The article addresses the aspects related to the products used for the provision of telemedicine services.
The Brazilian regulating authority in the sphere of healthcare products (ANVISA) has published a guidance document dedicated to the regulatory requirements for Software as a Medical Device product. The guidance provides additional clarifications regarding the existing regulatory framework, as well as recommendations to be considered by medical device manufacturers (software developers) to ensure compliance thereto. However, the guidance is non-binding in its legal nature, nor is intended to introduce new rules or impose new obligations. The authority also reserves the right to make changes to the guidance and recommendations provided therein, should such changes be reasonably necessary to reflect corresponding amendments to the underlying regulations.
In particular, the document provides answers to the most important questions raised by the industry concerning the regulatory status of SaMD and specific aspects to be considered in this respect when placing such products on the market.
One of the examples provided in the guidance describes a platform developed for the integration of healthcare, telemedicine, and health management. The said solution will be based on the app and virtual assistant, keep clinical data and also include data analysis tools to be used to process the data uploaded. The platform will also provide communication means to be used in the course of teleconsultations and telemonitoring. Apart from this, the system will use Machine Learning (ML) technology to recognize the voice. The question raised is whether the above product would be subject to regulation as a SaMD.
As explained by the authority, a platform for the integration of healthcare data, telemedicine, and health management, including an application and a virtual assistant facilitating the access of the professional user, as well as the user with the functionalities described in this consultation, which are limited to agenda, marketing, construction electronic medical record, patient situation record, communication does not fall under the rules described in RDC 185/2001 and RDC 657/2022. Hence, such a product would not be subject to registration as a SaMD, and the respective requirements will not apply.
Information Transmission Software
Another example describes the software intended to transmit information from multiparameter monitors, including alarms and remote monitoring. Concerning such a product, the authority states that in case it is used only for data transmission, registration as a medical device will not be required. However, in case the software can be used with different medical devices, it could be subject to regulation following the risk classes such devices (monitors) are falling too.
The guidance also describes the approach to be applied concerning software intended to be used for providing medical care by the virtue of videoconferencing. In this respect, the authority mentions that:
- Software intended solely for ensuring communication between patients and healthcare professionals, including data transmission, is considered to be a general purpose software and, consequently, is not subject to registration.
- Software used to collect data from patients, analyze it and make decisions regarding the treatment to be applied should be subject to regulation as a medical device.
The authority also mentions that the software intended to transmit signals from medical devices (remote monitoring) will be subject to the same regulatory requirements applied to the medical device itself. Furthermore, such software could be included in the registration of a medical device as an accessory.
Monitoring Software for Hospital Use and Chronic Illness
One of the questions raised by the industry relates to the software intended to be used in a clinical environment (hospitals) together with special hardware for patient monitoring while ensuring connection to the local network of the respective healthcare institution. According to the explanation provided by ANVISA, such software will be assigned to the same risk category as medical devices the software connects to a hospital’s network.

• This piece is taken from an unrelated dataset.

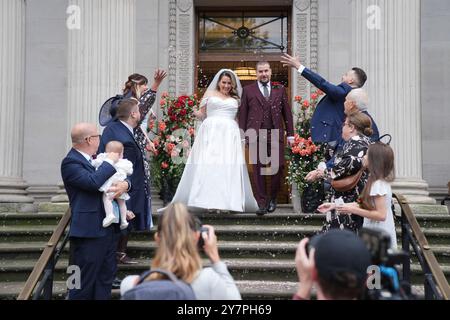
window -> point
(243, 32)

The document also describes the software intended for monitoring chronic injuries by images to be reviewed by healthcare professionals. The software will monitor the wound dimensions, provide tissue classification and indicate potential complications. As an option, the software will not provide any recommendations. In this respect, the authority explains that the software indicated for the monitoring of chronic wounds in adults by images with the classification of the wound tissue and triage of possible complications of the wounds falls under Regulation 10 of RDC 185/2001 and may be risk class II or III depending on the type of assessment that is capable of issuing wound involved.
As it was mentioned before, in case the software in question is intended solely to ensure efficient communication between healthcare professionals and patients, it will be considered general-purpose software and will not be subject to SaMD regulations since it does not impact the medical decision-making process.
Software as an Accessory
The industry also raises a question regarding the regulatory status of a software product that is initially intended to be used only in connection to a specific medical device, and will not be available on the market separately. As explained by ANVISA, there is no standard approach to be applied in such situations, and each time a separate review should be conducted to determine the regulatory status of the product in question on a case-by-case basis, since depending on the specific features, such software could sometimes fall within the scope of SaMD framework.
In summary, the present guidance describes the approach to be applied in the case of software products intended to be used in telemedicine. In particular, the document highlights the key aspects to be considered when determining the regulatory nature of such products.